CareShield Life: What you need to know about the new scheme

CareShield Life is to help you financially should you become severely disabled and require long-term care. Here is what you should know.


A new long-term care insurance, called CareShield Life, will be launched in 2020, the Health Ministry announced on Sunday (May 27).

Under the new scheme, subsidies will be provided by the Government to help ensure coverage, which is compulsory for new cohorts. Here is what you should know.

Q: I already have MediShield Life. Why do I need CareShield Life?

A: MediShield Life insures you for high hospital bills or expensive medical treatments such as for cancer.

CareShield Life is to help you financially should you become severely disabled and require long-term care. The payout is in cash every month so you may do what you like with it, such as employing a helper or offsetting the cost of day care.
 

Q: How do I get payouts?

A: To qualify, you must need help in doing at least three of six activities of daily living (ADLs). These are bathing, dressing, eating, toileting, transferring such as from bed to chair, and moving from room to room.

You need to get a doctor, nurse, physiotherapist or occupational therapist to certify your status. There is a fee for this which you will need to pay.

Q: How much payout will I get if I have three ADLs?

A: The payout will depend on the amount in force at the time you make your claim. In 2020, it is $600 a month. Once you start claiming, you will continue to get the same amount every month so long as you remain disabled.

If you become severely disabled after the age of 67, you will get the payout in force when you are 67 years old, in other words, the year you pay your last premium. There is no time limit for how long payouts are given.

CareShield Life will be compulsory, automatically getting everyone who is between the ages of 30 and 40 in 2020 to start paying premiums.

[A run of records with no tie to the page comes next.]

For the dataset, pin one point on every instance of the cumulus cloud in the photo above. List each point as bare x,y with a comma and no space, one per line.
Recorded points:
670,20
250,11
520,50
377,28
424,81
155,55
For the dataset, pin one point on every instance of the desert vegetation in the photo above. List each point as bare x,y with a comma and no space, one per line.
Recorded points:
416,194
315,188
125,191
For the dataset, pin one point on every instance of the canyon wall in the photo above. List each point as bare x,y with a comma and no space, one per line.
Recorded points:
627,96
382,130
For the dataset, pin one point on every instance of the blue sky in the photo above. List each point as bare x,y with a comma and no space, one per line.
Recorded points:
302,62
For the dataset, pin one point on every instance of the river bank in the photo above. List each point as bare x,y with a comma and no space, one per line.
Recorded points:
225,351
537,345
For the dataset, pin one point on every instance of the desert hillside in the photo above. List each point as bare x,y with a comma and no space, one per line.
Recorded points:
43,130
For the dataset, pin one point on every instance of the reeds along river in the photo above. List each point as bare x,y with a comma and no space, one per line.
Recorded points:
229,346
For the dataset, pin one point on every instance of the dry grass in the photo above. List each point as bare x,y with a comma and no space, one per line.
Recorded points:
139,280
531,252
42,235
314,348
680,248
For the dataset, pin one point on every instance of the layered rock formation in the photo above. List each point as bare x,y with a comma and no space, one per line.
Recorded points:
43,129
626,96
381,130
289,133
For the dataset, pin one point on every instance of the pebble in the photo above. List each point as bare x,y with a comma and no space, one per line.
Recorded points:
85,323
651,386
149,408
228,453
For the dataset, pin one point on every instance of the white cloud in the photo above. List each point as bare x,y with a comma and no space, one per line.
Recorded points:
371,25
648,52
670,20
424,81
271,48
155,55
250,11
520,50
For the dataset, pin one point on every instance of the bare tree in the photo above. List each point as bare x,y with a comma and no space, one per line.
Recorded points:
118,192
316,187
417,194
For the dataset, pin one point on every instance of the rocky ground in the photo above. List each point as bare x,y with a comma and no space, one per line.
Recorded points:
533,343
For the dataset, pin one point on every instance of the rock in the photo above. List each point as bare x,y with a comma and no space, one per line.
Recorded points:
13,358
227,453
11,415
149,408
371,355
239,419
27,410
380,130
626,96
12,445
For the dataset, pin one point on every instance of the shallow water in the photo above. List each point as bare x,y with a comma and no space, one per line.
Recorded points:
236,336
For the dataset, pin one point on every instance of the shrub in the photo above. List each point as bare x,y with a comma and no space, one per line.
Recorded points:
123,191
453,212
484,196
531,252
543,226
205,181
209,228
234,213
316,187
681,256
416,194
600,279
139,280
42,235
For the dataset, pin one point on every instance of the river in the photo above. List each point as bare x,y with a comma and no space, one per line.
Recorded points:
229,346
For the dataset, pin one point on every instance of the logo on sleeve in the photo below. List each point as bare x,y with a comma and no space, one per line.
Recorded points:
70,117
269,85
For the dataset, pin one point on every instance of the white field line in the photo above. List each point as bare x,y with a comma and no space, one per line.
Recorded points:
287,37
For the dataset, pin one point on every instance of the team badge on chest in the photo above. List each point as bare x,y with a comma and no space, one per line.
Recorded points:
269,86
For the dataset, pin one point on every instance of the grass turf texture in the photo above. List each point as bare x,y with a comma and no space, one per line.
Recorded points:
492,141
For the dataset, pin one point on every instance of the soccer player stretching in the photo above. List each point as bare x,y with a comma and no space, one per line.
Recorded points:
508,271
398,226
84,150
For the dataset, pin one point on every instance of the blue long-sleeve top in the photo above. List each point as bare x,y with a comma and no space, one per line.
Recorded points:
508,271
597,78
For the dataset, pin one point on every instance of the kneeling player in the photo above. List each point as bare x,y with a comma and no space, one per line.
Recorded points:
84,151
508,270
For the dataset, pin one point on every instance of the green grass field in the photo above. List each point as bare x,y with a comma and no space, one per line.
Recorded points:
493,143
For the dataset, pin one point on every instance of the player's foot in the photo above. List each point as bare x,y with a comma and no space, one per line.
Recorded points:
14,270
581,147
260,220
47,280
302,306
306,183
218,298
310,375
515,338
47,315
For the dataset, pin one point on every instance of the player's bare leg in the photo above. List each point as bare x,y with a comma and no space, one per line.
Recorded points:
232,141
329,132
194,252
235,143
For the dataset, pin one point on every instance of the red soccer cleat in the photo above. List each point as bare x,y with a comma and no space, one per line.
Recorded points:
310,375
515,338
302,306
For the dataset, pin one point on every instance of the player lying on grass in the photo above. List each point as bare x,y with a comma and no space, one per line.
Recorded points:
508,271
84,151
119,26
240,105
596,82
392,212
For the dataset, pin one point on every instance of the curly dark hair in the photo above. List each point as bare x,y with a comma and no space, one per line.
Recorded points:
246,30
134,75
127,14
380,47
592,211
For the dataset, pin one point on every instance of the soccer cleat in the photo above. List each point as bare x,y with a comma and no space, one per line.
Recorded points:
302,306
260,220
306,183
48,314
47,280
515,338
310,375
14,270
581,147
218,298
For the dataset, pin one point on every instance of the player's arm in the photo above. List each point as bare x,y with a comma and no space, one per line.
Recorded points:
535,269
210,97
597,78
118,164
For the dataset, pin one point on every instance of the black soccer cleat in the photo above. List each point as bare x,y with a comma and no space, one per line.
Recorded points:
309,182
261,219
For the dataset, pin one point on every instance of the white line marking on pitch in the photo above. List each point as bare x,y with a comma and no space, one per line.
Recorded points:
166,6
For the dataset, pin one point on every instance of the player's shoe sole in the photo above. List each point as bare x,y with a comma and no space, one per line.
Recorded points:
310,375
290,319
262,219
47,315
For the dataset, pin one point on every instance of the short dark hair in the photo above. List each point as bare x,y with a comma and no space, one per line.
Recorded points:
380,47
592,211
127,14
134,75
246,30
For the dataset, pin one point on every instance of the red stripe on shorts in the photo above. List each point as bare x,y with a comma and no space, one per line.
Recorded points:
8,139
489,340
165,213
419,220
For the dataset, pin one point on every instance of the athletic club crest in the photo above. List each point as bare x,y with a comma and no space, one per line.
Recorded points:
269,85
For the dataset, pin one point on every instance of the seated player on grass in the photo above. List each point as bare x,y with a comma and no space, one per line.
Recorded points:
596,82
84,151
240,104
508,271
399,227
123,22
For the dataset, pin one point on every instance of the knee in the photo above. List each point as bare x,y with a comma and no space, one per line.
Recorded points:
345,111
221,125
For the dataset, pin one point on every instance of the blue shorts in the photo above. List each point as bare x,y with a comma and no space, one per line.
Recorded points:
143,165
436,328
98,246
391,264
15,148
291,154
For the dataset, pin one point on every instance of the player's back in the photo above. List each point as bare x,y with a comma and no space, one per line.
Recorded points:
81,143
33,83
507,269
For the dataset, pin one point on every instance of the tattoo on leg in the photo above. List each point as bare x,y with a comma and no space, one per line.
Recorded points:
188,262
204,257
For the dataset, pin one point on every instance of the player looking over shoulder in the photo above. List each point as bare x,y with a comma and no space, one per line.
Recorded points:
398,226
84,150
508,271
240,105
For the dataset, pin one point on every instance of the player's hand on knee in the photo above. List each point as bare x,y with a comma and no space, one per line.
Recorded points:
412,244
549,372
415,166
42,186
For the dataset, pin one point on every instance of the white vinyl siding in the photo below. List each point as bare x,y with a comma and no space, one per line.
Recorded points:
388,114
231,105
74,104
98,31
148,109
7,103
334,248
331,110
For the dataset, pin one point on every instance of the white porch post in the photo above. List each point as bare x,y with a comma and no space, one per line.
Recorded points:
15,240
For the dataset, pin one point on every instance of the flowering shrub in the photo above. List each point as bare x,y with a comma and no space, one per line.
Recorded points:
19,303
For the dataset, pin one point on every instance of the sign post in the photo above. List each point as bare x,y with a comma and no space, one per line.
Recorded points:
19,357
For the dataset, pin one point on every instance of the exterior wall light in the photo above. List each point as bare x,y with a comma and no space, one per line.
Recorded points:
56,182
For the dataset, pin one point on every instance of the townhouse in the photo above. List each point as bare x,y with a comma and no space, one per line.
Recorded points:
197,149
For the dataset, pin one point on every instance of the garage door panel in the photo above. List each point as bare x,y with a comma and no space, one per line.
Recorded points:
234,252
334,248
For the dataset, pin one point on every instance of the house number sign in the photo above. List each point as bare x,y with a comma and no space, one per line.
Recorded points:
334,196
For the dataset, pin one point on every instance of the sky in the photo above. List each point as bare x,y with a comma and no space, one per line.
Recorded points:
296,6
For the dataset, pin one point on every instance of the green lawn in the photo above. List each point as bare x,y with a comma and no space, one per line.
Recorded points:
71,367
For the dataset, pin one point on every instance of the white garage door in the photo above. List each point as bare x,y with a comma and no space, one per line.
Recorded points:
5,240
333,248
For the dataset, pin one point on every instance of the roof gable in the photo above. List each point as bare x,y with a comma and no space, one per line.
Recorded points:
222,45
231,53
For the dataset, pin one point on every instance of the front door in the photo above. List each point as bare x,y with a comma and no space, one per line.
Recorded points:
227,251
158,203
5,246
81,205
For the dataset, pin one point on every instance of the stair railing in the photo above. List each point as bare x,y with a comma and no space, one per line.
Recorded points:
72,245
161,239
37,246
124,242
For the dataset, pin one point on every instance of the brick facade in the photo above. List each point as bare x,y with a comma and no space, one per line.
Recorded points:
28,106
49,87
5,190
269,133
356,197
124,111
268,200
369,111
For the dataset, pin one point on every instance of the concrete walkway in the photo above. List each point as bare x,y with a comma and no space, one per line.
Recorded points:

Q: What can I use the payout money for?

A: Anything. The cash is yours outright.

Q: Why can't I pay the whole premium amount in one lump sum, like those on ElderShield can?

A: With ElderShield, the payout amount is fixed at $300 for up to five years or $400 for up to six years, depending on the scheme you are on.

With CareShield Life, the payout will increase over time to offset higher costs of care in the future. The amount of increase may vary, so it is not possible to know, up front, the total premiums that need to be paid.

Q: Why do I have to pay higher premiums as I get older? Current ElderShield policyholders pay the same amount every year.

A: The premiums to be paid will depend on the payouts, which will increase over the years, as well as the amount of claims made against the scheme. Inflation is also a factor.

If more claims are made than anticipated, premiums will have to go up to keep the fund solvent. On the other hand, should the claims made be less than expected, then increase in premiums may slow down.

Q: Do I get higher payouts if I start making claims at an older age?

A: The amount of payout is not age-based. The payout amount will go up annually based on the year in which you first make a claim. Two people of different ages making their first claim in the same year will get the same monthly payout.

However, the payout for people older than 67 will be pegged at the payout amount in the year they stop paying premiums, at the age of 67.

Q: What are the forms of financial support given under CareShield Life to help pay for premiums?

A: Lower- to middle-income Singapore residents will be eligible for means-tested subsidies of up to 30 per cent of premiums due. The amount you can get is based on your monthly per capita household income and annual value of residence.

In addition, there are transitional subsidies for citizens enrolling in the scheme between 2020 and 2024 - up to a total of $250, spread over the five years.

There will also be additional premium support for policyholders who cannot afford the premiums even after family support and premium subsidies. This is provided on a discretionary basis.

Q: What happens if I don't have enough money in my Medisave to pay the premium, even with the subsidy?

A: You may use the Medisave savings of a family member, such as your child, to pay the premium. You can also pay in cash. If those options are not possible for you, you will be means tested, and if you qualify for subsidies, the Government will pay the outstanding amount for you.

Q: I am already on ElderShield. I have opted out of ElderShield. Can I join CareShield Life?

A: Yes, but only from 2021. You will need to top up your premiums to switch to CareShield Life. Those who have opted out may also join. Details of how this can be done will come later. However, those in these groups who are already severely disabled will not be able to join CareShield Life.

Q: What happens if I already have three ADLs before I'm 30 years old? Am I excluded?

A: No, CareShield Life is an all-inclusive long-term care insurance, so no one will be left out. You will need to pay the first premium at the age of 30 to join the scheme.

Since you already have three ADLs, you will be able to collect the monthly payout the same year. Once you start collecting the payouts, you no longer need to pay any premiums.

Q: If I am no longer living in Singapore and have no intention of returning, can I opt out as I have done for MediShield?

A: No, CareShield Life is compulsory for all Singaporeans and permanent residents. It doesn't matter if you do not reside here. If you have three ADLs, you will be given the payout, which is in the form of cash.

MediShield Life is different as it pays for treatment that has to be done here.

Q: Can I buy supplementary plans to get higher payouts, as is possible with ElderShield?

A: Yes. Such plans, especially those that add an additional amount to the monthly payouts, will likely still be available from private insurers.